/Chromium_Processing_Pipeline

Primary LanguageShellGNU General Public License v3.0GPL-3.0

Description

This is a processing pipeline for 10X Chromium single-cell RNAseq data with cellranger and RNA velocity to obtain spliced and unspliced count matrices. It include additional scripts for obtaining raw FastQ files from the SRA.

Environment / Installation

This pipeline is designed for the ComputeCanada / Canadian Digital Alliance Infrastructure, and assumes you have installed cellranger as a module like so: download cellranger

eb CellRanger-7.0.1.eb --sourcepath=<path to the location of cellranger-7.0.1.tar.gz>

This will create the module cellranger/7.0.1 which will be loaded in Run_Cellranger.sh

And installed the velocyto python package in its own python environment called "sc_velocity", this is necessary for the Run_Velocyto_10x.sh and Run_extract_matries.sh script.
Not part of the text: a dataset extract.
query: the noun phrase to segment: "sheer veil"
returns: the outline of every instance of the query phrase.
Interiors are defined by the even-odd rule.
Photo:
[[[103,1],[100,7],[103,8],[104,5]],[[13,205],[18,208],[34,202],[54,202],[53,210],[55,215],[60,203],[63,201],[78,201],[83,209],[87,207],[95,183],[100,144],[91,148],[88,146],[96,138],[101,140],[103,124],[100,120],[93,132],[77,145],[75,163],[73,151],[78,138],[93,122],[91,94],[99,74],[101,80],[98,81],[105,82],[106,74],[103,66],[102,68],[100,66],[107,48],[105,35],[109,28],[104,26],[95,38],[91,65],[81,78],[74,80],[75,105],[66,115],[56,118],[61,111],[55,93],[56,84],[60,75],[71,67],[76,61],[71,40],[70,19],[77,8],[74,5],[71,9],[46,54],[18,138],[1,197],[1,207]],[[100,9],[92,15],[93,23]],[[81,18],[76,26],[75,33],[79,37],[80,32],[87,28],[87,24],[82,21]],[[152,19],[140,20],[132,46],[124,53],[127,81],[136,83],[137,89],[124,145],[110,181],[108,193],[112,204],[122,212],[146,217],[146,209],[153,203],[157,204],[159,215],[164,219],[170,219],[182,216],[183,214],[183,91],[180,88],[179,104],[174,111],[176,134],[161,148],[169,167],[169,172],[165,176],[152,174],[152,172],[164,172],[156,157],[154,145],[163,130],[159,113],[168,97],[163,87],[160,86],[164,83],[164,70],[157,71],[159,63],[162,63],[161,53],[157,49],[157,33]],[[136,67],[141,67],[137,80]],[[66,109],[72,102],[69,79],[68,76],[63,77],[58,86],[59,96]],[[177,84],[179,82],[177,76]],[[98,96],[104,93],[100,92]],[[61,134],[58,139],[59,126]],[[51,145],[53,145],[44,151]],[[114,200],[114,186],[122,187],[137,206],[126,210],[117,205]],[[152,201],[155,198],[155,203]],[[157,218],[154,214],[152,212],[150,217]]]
For accessing data from the SRA you may need to download: bamtofastq_linux

Other dependencies already installed on ComputeCanada: sra-toolkit samtools python hdf5

Key variables that will require editing by the user to run this pipeline are listed at the top of each script (e.g. location where you downloaded this package, loading required modules, and job-submission information).

Order of Steps:

  1. Obtain FastQ files -> "Convert_BAM_to_FASTQ.sh" and "Get_FASTQ_from_SRA.sh" are provided to facilitate obtaining these files for data stored in GEO and the SRA.
  2. Run Cellranger -> Run_CellRanger.sh
  3. Pre-sort the bam file and refilter barcodes to enable detection of small cells using DropletQC and/or EmptyDrops. -> Run_velocyto_refilter_cells.sh
  4. Run velocyto -> Run_Velocyto_10x.sh
  5. Extract matrices from loom files for reading into R -> Run_extract_matrices.sh

1) Obtain FastQ files

Either direct from a sequencing facility, or from the SRA archive using Get_FASTQ_from_SRA.sh, or from a bam file using Convert_BAM_to_FASTQ.sh. R1 should include droplet barcodes and UMIs, R2 should include sequence matching the transcript. Note that reformatting of file names may be necessary for cellranger to correctly recognize them. See: Example_SraAccList_for_Getting_FASTQs.txt for an example of correct name formatting.

2) Run Cellranger

We assume cellranger is installed as a module, but the script can be easily adapted by adding a variable with the full path to your cellranger executable for other installations. Currently the genome used is hard-coded into the script, but could easily be turned into an argument like the sampleID and number of expected cells. Cellranger is run with quantification of intronic reads turned on as this is the current recommendation from 10X genomics.

3) Prepare for Velocyto

Velocyto often builds itself using an old version of samtools when installed on a system with multiple version of samtools available, leading to errors when sorting the bamfile by droplet-barcode. Thus we pre-sort the bamfile with a separate script to ensure the correct version of samtools is used.

In addition, running velocyto in 10x mode automatically uses the cellranger filtered droplets. To make the output of velocyto compatible with better cell-identifying algorithms such as EmptyDrops we alter the "barcodes.tzv.gz" file in the filtered matrix folder to include all droplets with >100 detected UMIs. This threshold can be changed as an argument.

4) Run Velocyto

To support the use of a pre-sorted bamfile, we run Velocyto in 10x mode using default parameters.

5) Extract Matrices

Support for .loom files in R is relatively poor, furthermore velocyto looms do not use sparse matrix representations making them very memory inefficient in R. Thus, we use scipy in python to convert the velocyto loom files into sparse matrix (.mtx) representation that can be read into R using the Matrix package.

This is Version 0.1.0 of the pipeline that has been tested on the graham system.